Une étude récente met en avant une menace inattendue : la laitue romaine pourrait être un vecteur important de contamination à E. coli. Cette bactérie, qui peut provoquer de graves troubles digestifs, continue de se retrouver dans nos assiettes en dépit des contrôles sanitaires en place. La recherche menée par l'Université Cornell aux États-Unis a révélé que la contamination commence en amont, durant les pratiques agricoles, plus précisément à travers l'eau d'irrigation non traitée.
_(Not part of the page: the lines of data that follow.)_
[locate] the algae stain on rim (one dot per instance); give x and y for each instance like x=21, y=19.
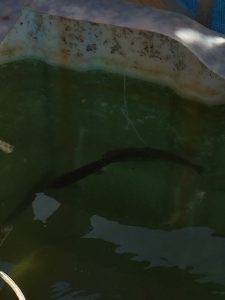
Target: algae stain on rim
x=142, y=50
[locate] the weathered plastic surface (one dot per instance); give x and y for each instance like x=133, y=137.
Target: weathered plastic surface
x=124, y=37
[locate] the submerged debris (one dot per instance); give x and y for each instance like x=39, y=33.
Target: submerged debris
x=6, y=147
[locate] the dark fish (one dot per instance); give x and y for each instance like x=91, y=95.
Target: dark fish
x=121, y=155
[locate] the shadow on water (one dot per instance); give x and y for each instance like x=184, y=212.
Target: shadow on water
x=143, y=230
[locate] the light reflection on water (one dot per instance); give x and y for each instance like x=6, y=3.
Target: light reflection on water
x=191, y=247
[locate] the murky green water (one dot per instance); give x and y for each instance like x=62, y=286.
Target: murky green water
x=152, y=230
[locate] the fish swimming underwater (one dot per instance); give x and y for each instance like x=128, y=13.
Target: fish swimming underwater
x=121, y=155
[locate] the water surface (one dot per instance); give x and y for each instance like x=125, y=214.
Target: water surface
x=151, y=230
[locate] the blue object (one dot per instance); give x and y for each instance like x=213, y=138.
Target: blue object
x=218, y=13
x=218, y=16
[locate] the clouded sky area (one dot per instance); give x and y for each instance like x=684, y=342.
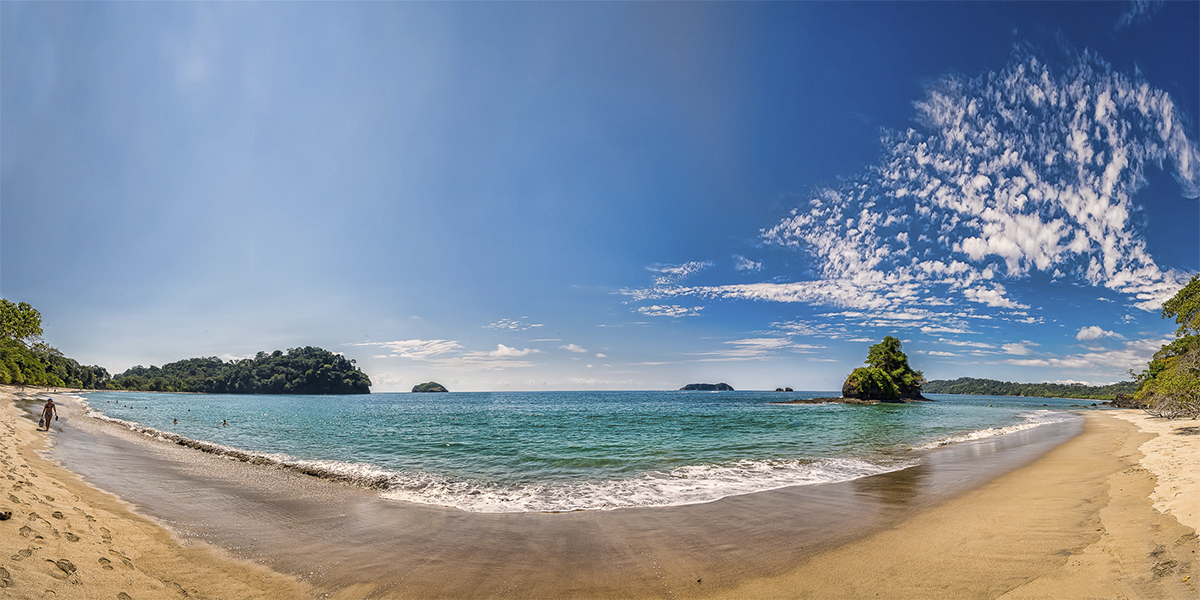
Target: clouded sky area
x=527, y=196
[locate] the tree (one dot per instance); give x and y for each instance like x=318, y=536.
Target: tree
x=1185, y=309
x=19, y=322
x=887, y=376
x=1170, y=384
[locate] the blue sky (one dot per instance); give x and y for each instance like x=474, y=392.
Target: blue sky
x=604, y=195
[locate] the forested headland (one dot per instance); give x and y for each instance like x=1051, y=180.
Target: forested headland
x=299, y=371
x=1038, y=390
x=25, y=359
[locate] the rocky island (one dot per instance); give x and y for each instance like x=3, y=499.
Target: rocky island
x=429, y=387
x=887, y=377
x=707, y=387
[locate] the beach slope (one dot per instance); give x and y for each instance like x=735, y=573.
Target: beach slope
x=67, y=539
x=1079, y=522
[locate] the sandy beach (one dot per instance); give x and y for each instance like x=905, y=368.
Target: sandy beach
x=1108, y=513
x=67, y=539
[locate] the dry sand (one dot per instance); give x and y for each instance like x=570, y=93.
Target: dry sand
x=1075, y=523
x=1173, y=455
x=67, y=539
x=1078, y=522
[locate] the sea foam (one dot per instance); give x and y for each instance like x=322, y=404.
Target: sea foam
x=1031, y=419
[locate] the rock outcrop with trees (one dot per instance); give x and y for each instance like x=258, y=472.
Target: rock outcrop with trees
x=1170, y=384
x=887, y=376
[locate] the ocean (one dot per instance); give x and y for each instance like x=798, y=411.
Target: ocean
x=568, y=451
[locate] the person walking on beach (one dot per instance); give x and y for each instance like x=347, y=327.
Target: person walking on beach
x=48, y=411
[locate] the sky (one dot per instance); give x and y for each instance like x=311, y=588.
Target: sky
x=604, y=196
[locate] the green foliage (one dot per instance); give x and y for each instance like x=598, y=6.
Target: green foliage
x=1170, y=384
x=21, y=366
x=1185, y=309
x=887, y=376
x=300, y=371
x=1175, y=390
x=873, y=383
x=1039, y=390
x=19, y=322
x=429, y=387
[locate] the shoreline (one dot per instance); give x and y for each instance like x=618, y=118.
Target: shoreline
x=753, y=546
x=70, y=539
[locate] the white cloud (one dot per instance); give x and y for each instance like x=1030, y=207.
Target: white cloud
x=756, y=348
x=673, y=274
x=670, y=311
x=970, y=345
x=1092, y=333
x=744, y=264
x=521, y=324
x=1134, y=354
x=1139, y=11
x=1024, y=171
x=419, y=349
x=1020, y=349
x=504, y=352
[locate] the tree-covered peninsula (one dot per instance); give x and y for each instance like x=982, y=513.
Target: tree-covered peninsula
x=25, y=359
x=1038, y=390
x=28, y=360
x=887, y=376
x=299, y=371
Des pratiques d'irrigation à risque
Sous la direction des professeurs Renata Ivanek et Martin Wiedmann, l'étude souligne des lacunes dans le système agricole actuel. En effet, l'irrigation par aspersion favorise le contact entre l'eau contaminée et les feuilles de laitue. Ce contact direct augmente significativement le risque de contamination, soulignant la nécessité d'adopter des méthodes alternatives.
Vers des alternatives plus sûres
Les chercheurs recommandent des techniques comme l'irrigation goutte-à-goutte ou par sillons. Ces méthodes permettent de limiter le contact entre l'eau et les cultures, réduisant ainsi le risque de contamination. Toutefois, leur adoption nécessite des investissements que de nombreux agriculteurs ne peuvent se permettre. Il n'est donc pas surprenant que l'irrigation par aspersion demeure largement utilisée, en raison de son efficacité pour la germination et le rafraîchissement des plantations.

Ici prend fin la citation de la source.